—Je ne sais pas ce que vous voulez dire, madame; à cette heure, je suis horriblement inquiète de M. de Lancry, je ne l'ai pas revu depuis la scène cruelle qui au moins aura fait tomber les calomnies dont M. de Lancry et moi nous étions l'objet.
—Qu'est-ce que vous dites donc là, ma chère petite? vous croyez qu'elle a été d'un bon effet, cette scène à Tortoni! Ah çà! est-ce que vous êtes folle?
—Je crois, madame, que les honnêtes gens qui auront entendu M. de Lancry prouver si nettement l'infamie de M. Lugarto, ne se feront plus l'écho de bruits encore plus ridicules qu'ils ne sont odieux; si personne à l'avenir ne nous défend, personne du moins ne nous attaquera.
—Laissez-moi donc tranquille avec vos preuves: il n'a rien prouvé du tout, votre mari! est-ce qu'on a été dupe de cette comédie-là?

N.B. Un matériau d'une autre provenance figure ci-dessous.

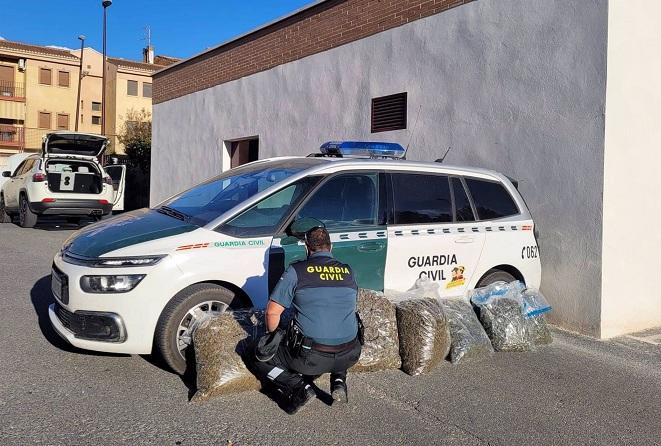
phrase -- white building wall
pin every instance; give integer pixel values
(631, 296)
(513, 85)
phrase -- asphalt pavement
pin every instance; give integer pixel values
(577, 391)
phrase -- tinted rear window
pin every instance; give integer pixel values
(461, 203)
(421, 198)
(491, 199)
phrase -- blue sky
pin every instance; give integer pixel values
(178, 28)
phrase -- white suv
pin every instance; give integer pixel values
(145, 278)
(66, 179)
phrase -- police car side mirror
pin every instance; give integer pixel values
(289, 240)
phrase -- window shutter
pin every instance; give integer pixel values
(132, 88)
(45, 76)
(63, 79)
(62, 121)
(389, 113)
(44, 120)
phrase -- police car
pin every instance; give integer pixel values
(141, 281)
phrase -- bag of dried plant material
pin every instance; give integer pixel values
(381, 349)
(424, 336)
(539, 331)
(468, 338)
(220, 342)
(503, 320)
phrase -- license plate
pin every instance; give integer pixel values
(56, 286)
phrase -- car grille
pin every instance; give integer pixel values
(92, 325)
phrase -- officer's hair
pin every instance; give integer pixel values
(318, 240)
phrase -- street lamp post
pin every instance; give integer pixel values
(80, 79)
(105, 4)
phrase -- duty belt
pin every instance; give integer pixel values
(331, 348)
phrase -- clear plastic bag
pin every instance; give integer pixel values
(484, 295)
(381, 349)
(511, 315)
(220, 344)
(468, 338)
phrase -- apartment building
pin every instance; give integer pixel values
(39, 88)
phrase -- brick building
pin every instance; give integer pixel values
(560, 94)
(39, 87)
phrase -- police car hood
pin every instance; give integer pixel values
(125, 230)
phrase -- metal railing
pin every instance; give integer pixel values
(13, 90)
(11, 136)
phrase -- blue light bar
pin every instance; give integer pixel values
(363, 149)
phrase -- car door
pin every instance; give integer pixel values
(351, 205)
(117, 173)
(12, 186)
(432, 233)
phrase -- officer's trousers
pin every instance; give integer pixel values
(287, 370)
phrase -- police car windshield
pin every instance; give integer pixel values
(206, 202)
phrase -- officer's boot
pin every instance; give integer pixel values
(299, 397)
(339, 387)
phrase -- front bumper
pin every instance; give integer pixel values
(89, 325)
(69, 206)
(136, 311)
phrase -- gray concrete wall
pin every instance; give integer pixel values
(512, 85)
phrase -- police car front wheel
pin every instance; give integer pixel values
(493, 276)
(187, 309)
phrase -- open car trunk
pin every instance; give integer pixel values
(74, 176)
(72, 143)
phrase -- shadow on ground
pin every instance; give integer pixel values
(41, 297)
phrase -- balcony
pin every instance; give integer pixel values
(12, 91)
(11, 136)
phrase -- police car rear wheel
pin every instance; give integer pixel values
(4, 216)
(493, 276)
(173, 337)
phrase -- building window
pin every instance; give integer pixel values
(389, 113)
(44, 120)
(63, 78)
(62, 121)
(45, 76)
(132, 88)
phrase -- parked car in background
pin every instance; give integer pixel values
(12, 163)
(66, 179)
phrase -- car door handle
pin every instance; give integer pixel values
(370, 247)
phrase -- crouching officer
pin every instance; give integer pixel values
(323, 335)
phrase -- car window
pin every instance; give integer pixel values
(462, 206)
(345, 200)
(27, 165)
(18, 170)
(420, 198)
(265, 217)
(115, 172)
(209, 200)
(491, 199)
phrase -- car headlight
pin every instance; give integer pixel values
(110, 284)
(128, 261)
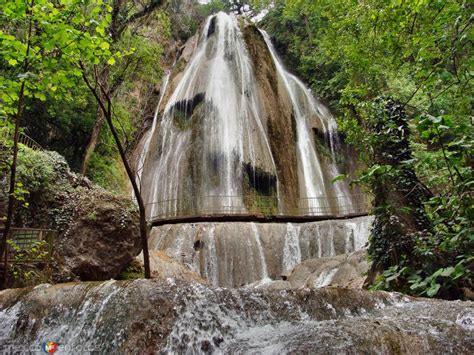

—Une comédie! madame, une comédie!
—Mais certainement; est-ce que M. Lugarto pouvait répondre autrement qu'il a fait à l'apostrophe sauvage de Gontran?... Est-ce que devant tout le monde il pouvait avouer que vous aviez eu des préférences pour lui?... Ainsi, chère petite, vous avez la bonhomie de vous croire blanche comme neige et votre mari aussi, parce que M. Lugarto aura proclamé votre innocence à la face du lustre de Tortoni? Mais le simple savoir-vivre l'obligeait à agir ainsi. Il faudrait être un vilain, un croquant, pour se conduire autrement. Je ne suis pas suspecte, moi: je trouve ce Lugarto bête comme une oie à l'endroit de sa titulature et de ses étoiles d'or en champ d'argent; mais je dois avouer avec tout le monde que, dans cette occasion-là, il s'est conduit avec toute sorte de réserve, de mesure et une dignité non pareille... Est-ce que pour vos beaux yeux il ne s'est pas laissé menacer, injurier, presque assommer par votre mari, sans proférer une plainte, et au contraire en défendant votre réputation? Allons donc!... Galaor et Orondate sont des monstres de cynisme et de fatuité... auprès de ce pauvre Lugarto.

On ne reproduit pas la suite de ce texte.